Thursday, 7 January 2010
The last time I ran was the last time I blogged. Another 'freak' injury stopped me in my tracks the week before Christmas. I had decided to run through this Christmas and New Year. (In previous year's I'd 'fatten up' during the holiday right through to the new year. The 'freak' accident involved DIY, a Stanley knife and my finger. It's always the way when you're rushing - slight lack of concentration and the male of the species propensity to be brave (carefree) with dangerous tools. The resulting cut or to be more accurate 'chop' was down to the bone of the joint of my wedding ring finger - which took a couple of days to properly hurt. There was no chance of running through Christmas. So I took the opportunity to 'fatten up' once again. Christmas was busy right through to the New Year for me with travel North and South with a New Year's Eve wedding consuming most of my time. So here we are into the New Year, my finger's healed, I've packed on 10 lbs and enjoyed every calorie. I'm now ready to roll (so to speak) Britain's been in a state of deep freeze for a few weeks and I've been desperate to get out and run some snow. Yesterday work was cancelled so I took the opportunity to coax Dot from under her duvet and we both headed for the nearest hill. Running in a foot of perfect powder snow and climbing through a frozen hillside forest, this was my reward for making the effort. I felt really good considering the extra weight, remnants of throaty cold and a couple of weeks being well lazy.
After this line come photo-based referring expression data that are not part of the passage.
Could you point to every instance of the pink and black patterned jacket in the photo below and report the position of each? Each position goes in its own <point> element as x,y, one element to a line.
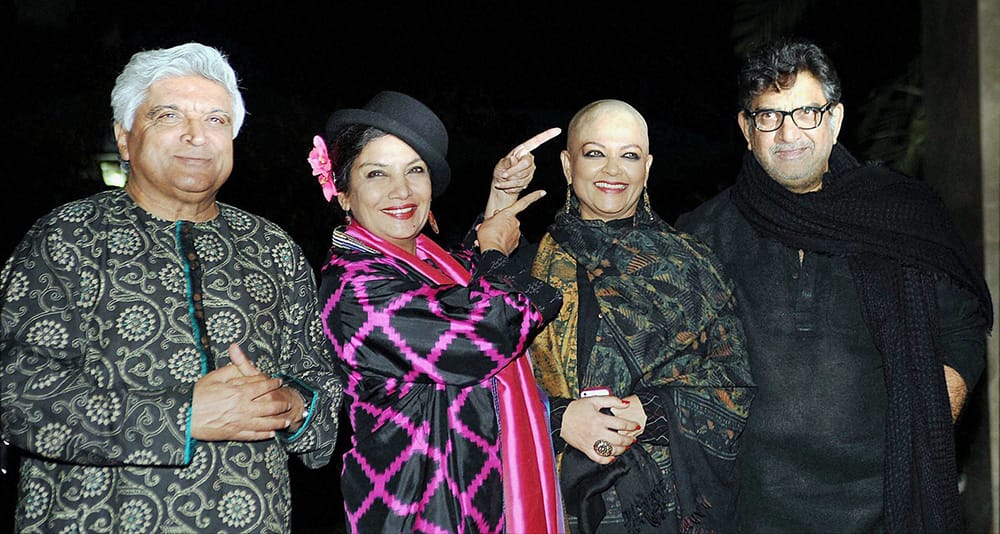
<point>420,360</point>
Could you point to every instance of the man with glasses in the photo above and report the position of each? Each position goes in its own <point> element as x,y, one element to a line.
<point>865,318</point>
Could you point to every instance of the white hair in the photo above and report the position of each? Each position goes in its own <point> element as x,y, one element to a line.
<point>150,66</point>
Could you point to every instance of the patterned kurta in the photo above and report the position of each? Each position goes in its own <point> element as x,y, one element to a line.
<point>421,359</point>
<point>110,316</point>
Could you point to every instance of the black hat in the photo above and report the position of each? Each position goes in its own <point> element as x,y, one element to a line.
<point>408,119</point>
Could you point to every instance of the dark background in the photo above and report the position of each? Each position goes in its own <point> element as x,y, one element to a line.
<point>496,72</point>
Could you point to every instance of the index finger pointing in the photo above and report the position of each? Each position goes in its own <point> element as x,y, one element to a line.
<point>538,139</point>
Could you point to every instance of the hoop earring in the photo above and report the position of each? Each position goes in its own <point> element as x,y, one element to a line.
<point>433,222</point>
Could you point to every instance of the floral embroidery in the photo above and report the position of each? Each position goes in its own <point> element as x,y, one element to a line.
<point>172,278</point>
<point>136,323</point>
<point>135,516</point>
<point>124,241</point>
<point>104,408</point>
<point>17,287</point>
<point>52,438</point>
<point>60,253</point>
<point>237,508</point>
<point>209,248</point>
<point>185,365</point>
<point>259,288</point>
<point>48,333</point>
<point>36,499</point>
<point>95,482</point>
<point>224,327</point>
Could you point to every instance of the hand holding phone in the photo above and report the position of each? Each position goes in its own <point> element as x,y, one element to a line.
<point>595,392</point>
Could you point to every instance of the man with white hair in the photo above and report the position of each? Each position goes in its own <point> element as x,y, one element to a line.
<point>160,352</point>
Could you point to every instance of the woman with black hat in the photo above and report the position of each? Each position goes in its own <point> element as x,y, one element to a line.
<point>446,414</point>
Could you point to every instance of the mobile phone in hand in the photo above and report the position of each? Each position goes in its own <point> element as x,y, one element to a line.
<point>595,392</point>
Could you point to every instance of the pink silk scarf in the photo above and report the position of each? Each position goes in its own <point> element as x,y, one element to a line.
<point>532,501</point>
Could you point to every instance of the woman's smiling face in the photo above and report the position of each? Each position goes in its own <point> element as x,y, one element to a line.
<point>390,191</point>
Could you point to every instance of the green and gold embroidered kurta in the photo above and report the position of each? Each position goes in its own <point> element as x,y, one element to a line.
<point>101,350</point>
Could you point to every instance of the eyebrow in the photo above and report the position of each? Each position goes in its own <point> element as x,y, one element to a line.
<point>381,165</point>
<point>160,107</point>
<point>632,145</point>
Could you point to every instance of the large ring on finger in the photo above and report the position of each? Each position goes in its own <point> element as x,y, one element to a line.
<point>603,448</point>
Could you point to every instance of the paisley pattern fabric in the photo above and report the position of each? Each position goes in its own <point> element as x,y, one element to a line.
<point>101,351</point>
<point>422,359</point>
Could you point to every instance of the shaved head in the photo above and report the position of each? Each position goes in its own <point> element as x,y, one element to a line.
<point>603,108</point>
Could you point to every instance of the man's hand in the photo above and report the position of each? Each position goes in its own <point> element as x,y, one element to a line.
<point>239,403</point>
<point>957,391</point>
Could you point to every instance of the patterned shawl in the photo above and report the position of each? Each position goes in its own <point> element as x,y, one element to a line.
<point>667,324</point>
I decided before Christmas to cancel my C7 disc operation that was booked for the 12th. It was a fairly serious operation and would have stopped my running for at least three months. I consulted my Doctor yesterday and he agrees that for now I've made the right decision. This is a very positive start to the new year for me, so I intend on making the most of the reprieve. Time to start planning some events and getting some entries sorted. Cader Idris http://www.cader-race.co.uk looks like a starter. I fancy some Welsh mountain running. Will hope to do a better time at the Osmotherley Phoenix 33 in July. Then a 50m somewhere and will certainly do the Snowdon Marathon for the 4th time. I'll be looking for a flat marathon at some time to get a time. along with that, I'll have to see. If I have as good a year's running as 09 I'll be happy. I'm still busy finishing projects in the house, but there is light at the end of that particular tunnel. Next year when the chores are done, who knows what adventures lay in wait?
No real New Year resolution for me, other than to run when possible!